Avellino Calcio – L’analisi: la legge degli altri al Partenio

22 marzo 2016

L’Avellino stende il tappeto rosso anche alla Ternana e con ogni probabilità dice addio alla possibilità di raggiungere i playoff. Avellino ostaggio ancora una volta dei suoi limiti difensivi che, sommati alla consueta incapacità di reagire alla prima difficoltà, hanno costretto gli uomini di Tesser a una bocciatura questa volta più marcata.

Il cammino dei lupi dice tre sconfitte nelle ultime quattro partite, due delle quali al Partenio-Lombardi, tra le mura che oramai sono diventate nemiche a giudicare dal rendimento interno scandito da cinque ko complessivi. L’ultimo contro la Ternana che si è ripreso con gli interessi dall’ex timoniere Tesser i punti persi in casa all’andata.

Lo scivolone nel Monday Night ha pesato realmente la vittoria di Ascoli caratterizzata da una forza d’urto dell’attacco di poco superiore alla fragilità del reparto difensivo. La debolezza nelle retrovie palesata contro la Ternana non ha fatto altro che confermare i timori nei confronti di un malato non guarito del tutto.

L’Avellino è una squadra in confusione che non ha un filo logico nella condotta di gara, discreta per i primi 45 minuti e improponibile nella seconda parte. Una squadra discontinua nel rendimento che lo stesso Tesser fa fatica a comprendere. Il tecnico biancoverde in realtà ha anche sottovalutato l’opzione di un 3-5-2 da parte della Ternana che Breda ha schierato in maniera speculare all’Ascoli.

Così Falletti ha fatto le veci di Jankto e Ceravolo quelle di Cacia: il delitto tattico perfetto con un fantasista a tutto fronte offensivo come l’uruguayano ed un attaccante rapido capace di sfuggire alle marcature tutt’altro che ferree dei centrali biancoverdi.
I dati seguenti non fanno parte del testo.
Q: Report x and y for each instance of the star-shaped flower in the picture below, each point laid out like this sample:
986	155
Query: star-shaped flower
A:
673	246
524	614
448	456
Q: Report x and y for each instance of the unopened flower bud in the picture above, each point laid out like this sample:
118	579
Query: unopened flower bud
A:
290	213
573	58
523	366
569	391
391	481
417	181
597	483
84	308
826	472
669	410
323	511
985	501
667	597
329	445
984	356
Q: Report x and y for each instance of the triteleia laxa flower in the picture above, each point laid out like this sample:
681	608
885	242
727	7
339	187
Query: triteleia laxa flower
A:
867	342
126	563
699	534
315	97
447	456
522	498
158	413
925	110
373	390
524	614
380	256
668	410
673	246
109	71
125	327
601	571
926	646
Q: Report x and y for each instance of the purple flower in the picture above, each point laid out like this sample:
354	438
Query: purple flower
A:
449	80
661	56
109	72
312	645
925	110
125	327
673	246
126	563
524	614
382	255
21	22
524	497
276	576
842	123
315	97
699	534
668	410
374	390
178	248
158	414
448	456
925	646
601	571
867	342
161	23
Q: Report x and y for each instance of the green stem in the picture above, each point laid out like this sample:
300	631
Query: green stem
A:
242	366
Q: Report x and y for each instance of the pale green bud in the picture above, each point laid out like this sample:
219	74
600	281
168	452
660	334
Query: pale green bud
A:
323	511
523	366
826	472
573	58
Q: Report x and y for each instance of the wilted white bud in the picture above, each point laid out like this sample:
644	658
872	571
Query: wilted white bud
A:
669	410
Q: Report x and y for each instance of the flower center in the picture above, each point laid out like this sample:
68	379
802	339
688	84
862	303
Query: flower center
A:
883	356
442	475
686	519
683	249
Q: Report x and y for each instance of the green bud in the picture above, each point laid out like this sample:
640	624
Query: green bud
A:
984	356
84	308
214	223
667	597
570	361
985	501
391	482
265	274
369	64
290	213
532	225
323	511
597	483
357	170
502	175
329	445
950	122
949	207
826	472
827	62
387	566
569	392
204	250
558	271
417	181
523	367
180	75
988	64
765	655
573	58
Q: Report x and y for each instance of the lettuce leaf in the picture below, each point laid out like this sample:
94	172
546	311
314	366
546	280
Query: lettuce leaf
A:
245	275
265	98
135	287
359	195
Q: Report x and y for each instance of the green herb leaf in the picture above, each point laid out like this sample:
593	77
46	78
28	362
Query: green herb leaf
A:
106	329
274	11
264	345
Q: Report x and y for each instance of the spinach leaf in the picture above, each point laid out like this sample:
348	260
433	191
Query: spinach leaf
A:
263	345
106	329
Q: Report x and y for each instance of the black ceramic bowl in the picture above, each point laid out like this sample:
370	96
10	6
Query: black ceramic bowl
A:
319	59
E’ bastato poco a Breda per imbrigliare l’Avellino che non ha mai avuto il controllo del centrocampo sia nella fase di possesso che in quella di non possesso.

Impietoso il dato della classifica del girone di ritorno nella quale l’Avellino figura appaiato a quota 12 punti al Pescara e addirittura al fanalino di coda Como, e rischia di essere raggiunto dal Lanciano che, se si considerano i punti conquistati sul campo, dista solo due lunghezze. Numeri che rendono l’idea dell’involuzione di una squadra che non merita evidentemente di concorrere per un obiettivo riservato ad avversarie che danno continuità nello spazio di due-tre partite.
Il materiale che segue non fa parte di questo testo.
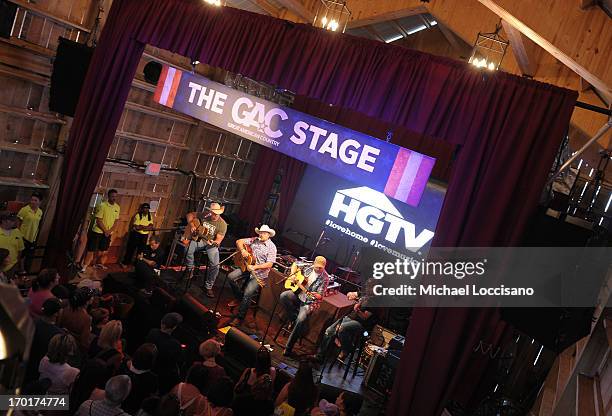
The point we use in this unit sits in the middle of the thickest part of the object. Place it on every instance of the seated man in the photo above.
(151, 258)
(298, 307)
(264, 252)
(346, 330)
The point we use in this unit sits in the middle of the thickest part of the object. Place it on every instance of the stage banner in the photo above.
(399, 173)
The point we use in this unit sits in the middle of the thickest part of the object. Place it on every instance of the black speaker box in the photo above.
(196, 315)
(8, 11)
(554, 328)
(69, 70)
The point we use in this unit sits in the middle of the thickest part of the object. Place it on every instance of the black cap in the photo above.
(52, 306)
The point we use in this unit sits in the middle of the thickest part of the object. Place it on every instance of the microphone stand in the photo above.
(314, 250)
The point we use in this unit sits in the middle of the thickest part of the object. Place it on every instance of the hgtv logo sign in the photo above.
(363, 210)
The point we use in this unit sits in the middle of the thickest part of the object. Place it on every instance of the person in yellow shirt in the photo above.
(140, 228)
(11, 239)
(30, 216)
(104, 224)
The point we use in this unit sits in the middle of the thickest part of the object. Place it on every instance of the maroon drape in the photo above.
(262, 176)
(508, 129)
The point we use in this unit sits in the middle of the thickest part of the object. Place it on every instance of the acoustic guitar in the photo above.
(295, 281)
(243, 262)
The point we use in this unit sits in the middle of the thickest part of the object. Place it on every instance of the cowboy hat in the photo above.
(320, 261)
(265, 229)
(216, 208)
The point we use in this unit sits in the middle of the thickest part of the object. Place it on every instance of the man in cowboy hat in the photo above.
(298, 307)
(208, 236)
(264, 251)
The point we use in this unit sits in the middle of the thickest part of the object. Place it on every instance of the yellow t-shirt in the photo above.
(12, 241)
(144, 221)
(30, 221)
(108, 213)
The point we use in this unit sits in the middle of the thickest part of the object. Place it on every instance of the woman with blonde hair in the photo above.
(54, 365)
(108, 347)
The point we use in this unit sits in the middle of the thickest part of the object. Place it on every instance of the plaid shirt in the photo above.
(264, 252)
(319, 286)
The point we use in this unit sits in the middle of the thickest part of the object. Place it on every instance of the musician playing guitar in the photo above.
(261, 253)
(298, 306)
(206, 233)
E adesso? C’è il rischio concreto che l’Avellino si trascini stancamente verso la conquista dei pochi punti utili alla salvezza. E Tesser? Onorerà la panchina fino all’ultimo secondo di campionato, dopodiché la sensazione netta è che arriverà il tempo dei saluti a prescindere da qualsiasi discorso di classifica. Nell’immediato invece si attende una reazione con il Crotone almeno per l’orgoglio.